Kevin Young Will Lead The New Yorker's Poetry Section

By Harriet Staff

Kevin Young

Yesterday, The New Yorker announced that this fall the magazine's poetry editor, Paul Muldoon, will pass the torch to poet Kevin Young, who currently serves as Director of the Schomburg Center for Research in Black Culture. Muldoon has served as the section's editor for the past ten years. Of interest to readers of these pages: both Young and Muldoon studied with Nobel Prize-winning poet Seamus Heaney. Sopran Deb of the New York Times writes:

Mr. Young is an esteemed poet and scholar whose work has been published in The New Yorker dating back to 1999. His most recent work, “Blue Laws: Selected & Uncollected Poems 1995-2015,” made the 2016 National Book Award longlist.

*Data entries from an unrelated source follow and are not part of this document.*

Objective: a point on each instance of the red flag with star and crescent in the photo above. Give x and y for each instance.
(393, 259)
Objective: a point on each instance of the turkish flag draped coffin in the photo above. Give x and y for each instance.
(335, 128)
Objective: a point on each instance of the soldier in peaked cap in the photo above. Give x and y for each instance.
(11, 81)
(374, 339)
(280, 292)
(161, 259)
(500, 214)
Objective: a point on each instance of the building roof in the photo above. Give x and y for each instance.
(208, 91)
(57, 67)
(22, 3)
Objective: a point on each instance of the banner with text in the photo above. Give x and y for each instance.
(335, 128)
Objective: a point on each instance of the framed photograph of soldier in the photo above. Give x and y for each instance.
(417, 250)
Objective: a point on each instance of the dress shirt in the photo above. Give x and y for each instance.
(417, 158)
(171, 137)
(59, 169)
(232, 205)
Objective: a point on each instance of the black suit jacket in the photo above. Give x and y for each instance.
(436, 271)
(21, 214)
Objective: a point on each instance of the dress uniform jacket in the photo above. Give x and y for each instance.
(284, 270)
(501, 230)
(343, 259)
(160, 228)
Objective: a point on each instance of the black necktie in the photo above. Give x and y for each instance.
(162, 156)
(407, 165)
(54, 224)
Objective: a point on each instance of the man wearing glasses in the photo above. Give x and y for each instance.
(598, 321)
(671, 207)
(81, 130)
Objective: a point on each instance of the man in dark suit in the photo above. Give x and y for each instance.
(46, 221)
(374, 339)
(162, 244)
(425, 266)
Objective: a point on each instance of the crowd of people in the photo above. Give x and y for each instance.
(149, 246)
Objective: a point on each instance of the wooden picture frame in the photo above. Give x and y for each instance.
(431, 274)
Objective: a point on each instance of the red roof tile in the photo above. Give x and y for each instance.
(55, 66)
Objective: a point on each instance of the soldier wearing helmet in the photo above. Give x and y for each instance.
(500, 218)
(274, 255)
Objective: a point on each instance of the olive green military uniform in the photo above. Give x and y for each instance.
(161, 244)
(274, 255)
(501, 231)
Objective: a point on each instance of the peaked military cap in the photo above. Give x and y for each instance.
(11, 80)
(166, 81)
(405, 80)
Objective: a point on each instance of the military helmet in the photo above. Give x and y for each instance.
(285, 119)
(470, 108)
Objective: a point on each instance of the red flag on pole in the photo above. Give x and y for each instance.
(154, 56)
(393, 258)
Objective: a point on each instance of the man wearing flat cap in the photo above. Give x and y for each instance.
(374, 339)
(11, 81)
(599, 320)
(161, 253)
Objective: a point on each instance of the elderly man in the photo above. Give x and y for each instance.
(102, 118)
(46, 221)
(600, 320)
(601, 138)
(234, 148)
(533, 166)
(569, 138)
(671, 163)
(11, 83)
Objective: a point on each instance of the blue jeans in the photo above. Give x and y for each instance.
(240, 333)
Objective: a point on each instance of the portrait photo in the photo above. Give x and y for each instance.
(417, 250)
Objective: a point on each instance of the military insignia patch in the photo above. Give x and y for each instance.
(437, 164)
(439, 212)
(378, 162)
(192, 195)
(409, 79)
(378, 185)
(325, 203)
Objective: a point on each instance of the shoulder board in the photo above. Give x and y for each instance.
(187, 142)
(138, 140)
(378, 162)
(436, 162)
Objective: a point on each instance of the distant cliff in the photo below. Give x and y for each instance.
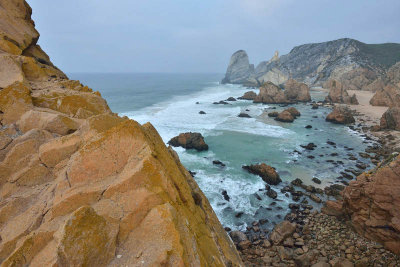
(344, 59)
(81, 186)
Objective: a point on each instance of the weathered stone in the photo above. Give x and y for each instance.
(189, 141)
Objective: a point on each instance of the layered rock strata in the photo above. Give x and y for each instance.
(80, 186)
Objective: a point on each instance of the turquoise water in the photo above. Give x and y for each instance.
(168, 101)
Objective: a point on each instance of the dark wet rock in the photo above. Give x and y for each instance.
(225, 195)
(273, 114)
(189, 141)
(217, 162)
(266, 172)
(250, 95)
(221, 103)
(309, 146)
(272, 194)
(340, 115)
(285, 116)
(244, 115)
(316, 180)
(297, 182)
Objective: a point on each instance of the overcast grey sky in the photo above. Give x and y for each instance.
(199, 35)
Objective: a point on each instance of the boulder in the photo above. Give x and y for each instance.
(244, 115)
(271, 94)
(239, 69)
(250, 95)
(371, 202)
(266, 172)
(295, 113)
(341, 115)
(391, 119)
(189, 141)
(285, 116)
(338, 94)
(273, 114)
(296, 91)
(388, 96)
(282, 231)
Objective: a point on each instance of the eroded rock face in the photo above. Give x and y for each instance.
(239, 69)
(389, 96)
(296, 91)
(391, 119)
(340, 115)
(338, 94)
(250, 95)
(189, 141)
(81, 186)
(20, 57)
(271, 94)
(372, 202)
(266, 172)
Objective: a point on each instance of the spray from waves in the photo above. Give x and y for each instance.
(181, 114)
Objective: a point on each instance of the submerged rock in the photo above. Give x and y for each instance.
(189, 141)
(266, 172)
(250, 95)
(285, 116)
(244, 115)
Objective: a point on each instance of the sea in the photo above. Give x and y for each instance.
(172, 102)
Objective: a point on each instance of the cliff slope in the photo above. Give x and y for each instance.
(346, 60)
(80, 186)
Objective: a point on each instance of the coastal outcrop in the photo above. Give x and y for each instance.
(338, 94)
(294, 92)
(391, 119)
(371, 203)
(250, 95)
(357, 65)
(266, 172)
(388, 96)
(240, 70)
(341, 115)
(271, 94)
(81, 186)
(189, 141)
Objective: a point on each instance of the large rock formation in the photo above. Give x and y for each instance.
(340, 115)
(389, 96)
(372, 204)
(81, 186)
(189, 141)
(338, 94)
(354, 63)
(21, 58)
(271, 94)
(296, 91)
(391, 119)
(240, 70)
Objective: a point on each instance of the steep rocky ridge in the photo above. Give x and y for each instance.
(371, 203)
(80, 186)
(349, 60)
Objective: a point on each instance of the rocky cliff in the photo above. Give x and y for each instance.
(80, 186)
(371, 203)
(346, 60)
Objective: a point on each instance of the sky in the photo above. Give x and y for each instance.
(194, 36)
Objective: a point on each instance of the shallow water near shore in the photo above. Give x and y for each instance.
(168, 101)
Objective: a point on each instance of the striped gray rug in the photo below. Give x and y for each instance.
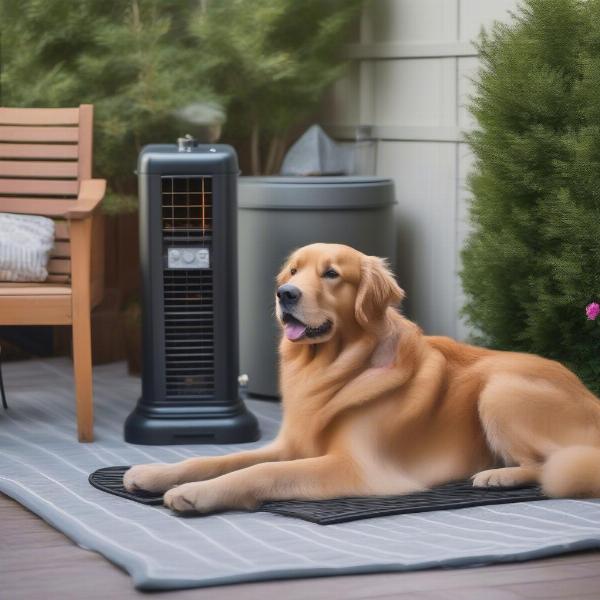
(44, 468)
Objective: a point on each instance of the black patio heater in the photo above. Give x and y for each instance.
(188, 248)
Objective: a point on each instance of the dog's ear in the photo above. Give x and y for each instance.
(376, 291)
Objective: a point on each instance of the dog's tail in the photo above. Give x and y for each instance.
(572, 472)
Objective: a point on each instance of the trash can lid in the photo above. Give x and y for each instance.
(315, 193)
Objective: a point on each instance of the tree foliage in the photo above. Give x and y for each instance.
(138, 61)
(532, 262)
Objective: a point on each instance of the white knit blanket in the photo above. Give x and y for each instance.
(25, 244)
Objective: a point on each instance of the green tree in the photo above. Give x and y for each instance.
(128, 57)
(532, 262)
(270, 61)
(139, 61)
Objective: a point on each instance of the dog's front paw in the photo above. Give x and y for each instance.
(503, 477)
(157, 477)
(192, 497)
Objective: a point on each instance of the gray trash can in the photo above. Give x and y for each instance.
(280, 214)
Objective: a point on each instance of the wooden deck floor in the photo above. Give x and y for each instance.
(39, 563)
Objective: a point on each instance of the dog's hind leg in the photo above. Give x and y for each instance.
(527, 419)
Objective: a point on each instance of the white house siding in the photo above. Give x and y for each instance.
(410, 81)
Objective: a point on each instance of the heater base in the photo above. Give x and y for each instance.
(233, 427)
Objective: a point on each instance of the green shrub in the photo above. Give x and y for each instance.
(532, 262)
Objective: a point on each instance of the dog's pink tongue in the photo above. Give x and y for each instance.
(294, 331)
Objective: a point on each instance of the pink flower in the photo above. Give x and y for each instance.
(592, 311)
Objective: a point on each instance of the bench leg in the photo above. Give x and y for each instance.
(82, 341)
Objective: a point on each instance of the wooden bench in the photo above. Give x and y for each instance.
(46, 169)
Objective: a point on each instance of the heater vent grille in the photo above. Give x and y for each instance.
(188, 293)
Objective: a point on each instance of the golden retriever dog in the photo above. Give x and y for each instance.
(371, 406)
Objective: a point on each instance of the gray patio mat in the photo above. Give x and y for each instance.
(44, 468)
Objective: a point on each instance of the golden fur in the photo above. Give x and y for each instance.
(375, 407)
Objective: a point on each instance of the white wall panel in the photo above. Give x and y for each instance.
(468, 68)
(418, 107)
(342, 104)
(426, 228)
(415, 92)
(475, 14)
(413, 21)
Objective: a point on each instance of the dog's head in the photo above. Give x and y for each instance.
(327, 288)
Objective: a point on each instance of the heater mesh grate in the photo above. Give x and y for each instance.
(188, 293)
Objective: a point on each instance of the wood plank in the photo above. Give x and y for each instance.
(81, 238)
(49, 207)
(10, 133)
(51, 151)
(61, 249)
(61, 230)
(8, 288)
(86, 138)
(30, 168)
(59, 266)
(39, 116)
(62, 279)
(43, 187)
(51, 309)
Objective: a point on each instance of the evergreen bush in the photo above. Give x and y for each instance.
(532, 261)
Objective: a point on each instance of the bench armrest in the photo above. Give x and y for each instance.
(91, 192)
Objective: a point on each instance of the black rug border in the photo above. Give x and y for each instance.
(312, 510)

The Pulitzer Prize-winning Mr. Muldoon, 65, who was raised in Ireland, had his first poem published when he was 16 and his first short collection at 19. In 1996, he was awarded an American Academy of Arts and Letters award in literature. In 2007, he replaced Alice Quinn at The New Yorker as the poetry editor, a post that she held for 20 years.

In 2013, Mr. Muldoon started a poetry podcast, saying that the “eye is not the only buyer into, and beneficiary of, the poem.” He was also well known for his interviews at the New Yorker Festival, including with Patti Smith in 2012 and Paul Simon in 2013.